Python Requirements for OCR Service

  • Python version must be 3.12 for all environments
  • Windows users: The Ninja build system must not be on your PATH, as it can cause build failures for some Python dependencies. If you encounter build errors, ensure Ninja is not present in your PATH (e.g., from Visual Studio installations)

System Dependencies

  • ImageMagick: Required for image preprocessing

    • Ubuntu/Debian: sudo apt-get install imagemagick
    • macOS: brew install imagemagick
    • Windows: Download from ImageMagick Downloads
  • Tesseract OCR (optional, fallback engine):

    • Ubuntu/Debian: sudo apt-get install tesseract-ocr tesseract-ocr-eng
    • macOS: brew install tesseract
    • Windows: Download from Tesseract GitHub

Building the Project

1. Clone the Repository

git clone https://github.com/richardforrestbarker/DocumentProcessor.git
cd DocumentProcessor

2. Build the .NET Solution

# Restore NuGet packages and build
dotnet restore
dotnet build

3. Set Up the Python OCR Service

cd Ocr

# Create virtual environment (recommended)
python -m venv venv
source venv/bin/activate  # On Windows: venv\Scripts\activate

# Install Python dependencies
pip install -r requirements.txt

# Return to root
cd ..

For detailed Python setup instructions, see the OCR Service README.

Project Structure

DocumentProcessor/
├── Api/                      # ASP.NET Core API service
│   ├── DocumentController.cs # Document processing endpoints
│   └── OcrServiceExtensions.cs # Service registration
├── Data/                     # Shared data models and interfaces
│   ├── IDocumentProcessor.cs # Document processor interface
│   ├── OcrConfiguration.cs   # OCR configuration model
│   └── Messages/             # Request/response DTOs
├── Wasm/                     # Blazor WebAssembly components
│   ├── DocumentProcessing.razor # Main document processing component
│   └── ClientSideDocumentProcessor.cs # Client-side implementation
├── Example/                  # Example Blazor web application
│   ├── Components/Pages/     # Blazor pages
│   │   └── Home.razor        # Home page with DocumentProcessingView
│   ├── Program.cs            # Application startup
│   └── appsettings.json      # Configuration including API URL
├── Ocr/                      # Python OCR service
│   ├── cli.py                # Command-line interface
│   ├── src/                  # Python source code
│   ├── requirements.txt      # Python dependencies
│   └── README.md             # OCR service documentation
├── Tests/                    # Unit and integration tests
└── ServiceDefaults/          # Shared service configuration

Using DocumentProcessor in Your Application

The DocumentProcessor component can be integrated into your .NET application in multiple ways:

Option 1: As a Service (API Integration)

Run the API service and make HTTP requests to the document processing endpoints:

dotnet run --project Api/Api.csproj

The API will be available at https://localhost:5001 (or http://localhost:5000).
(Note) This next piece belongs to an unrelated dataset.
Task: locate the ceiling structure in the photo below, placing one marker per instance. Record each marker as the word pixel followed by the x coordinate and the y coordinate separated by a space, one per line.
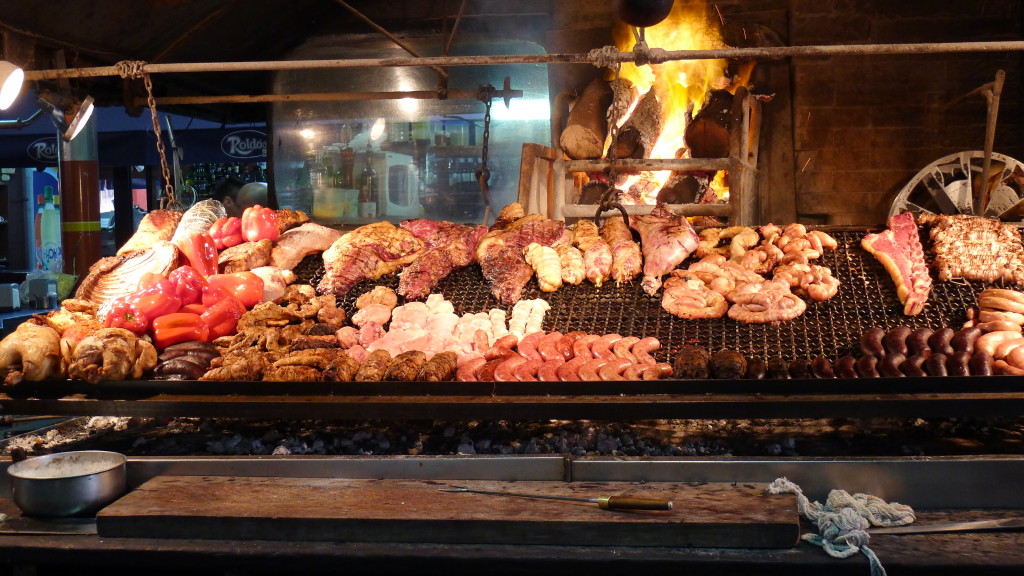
pixel 101 33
Option 2: As a NuGet Package Reference

Add the Data and Api projects to your solution and reference them:

<ItemGroup>
  <ProjectReference Include="..\DocumentProcessor\Data\Data.csproj" />
  <ProjectReference Include="..\DocumentProcessor\Api\Api.csproj" />
</ItemGroup>

Then register the services in your Program.cs:

using Api.Ocr;

var builder = WebApplication.CreateBuilder(args);

// Add DocumentProcessor OCR services
builder.Services.AddOcrDocumentProcessing(builder.Configuration);

var app = builder.Build();

Option 3: Blazor WebAssembly Component

To use the interactive document processing UI in your Blazor application:

  1. Reference the Wasm project:
<ItemGroup>
  <ProjectReference Include="..\DocumentProcessor\Wasm\Wasm.csproj" />
</ItemGroup>
  1. Add the component to your page:
@page "/process-document"
<DocumentProcessing />

Running the Example Application

The repository includes a complete example Blazor web application that demonstrates how to use the DocumentProcessor component with client-side rendering. The Example application includes the DocumentProcessingView component and is pre-configured to work with the API.

Prerequisites

Before running the Example application, ensure you have:

  1. Built the solution (see "Building the Project" section above)
  2. Set up the Python OCR service (see "Set Up the Python OCR Service" section above)

Running the Example

The Example application requires two processes to be running:

1. Start the API Service

In a terminal window, start the API service:

dotnet run --project Api/Api.csproj

The API will be available at https://localhost:7415.

2. Start the Example Application

In another terminal window, start the Example application:

dotnet run --project Example/Example.csproj

The Example application will be available at https://localhost:7256. Open this URL in your browser to access the document processing interface.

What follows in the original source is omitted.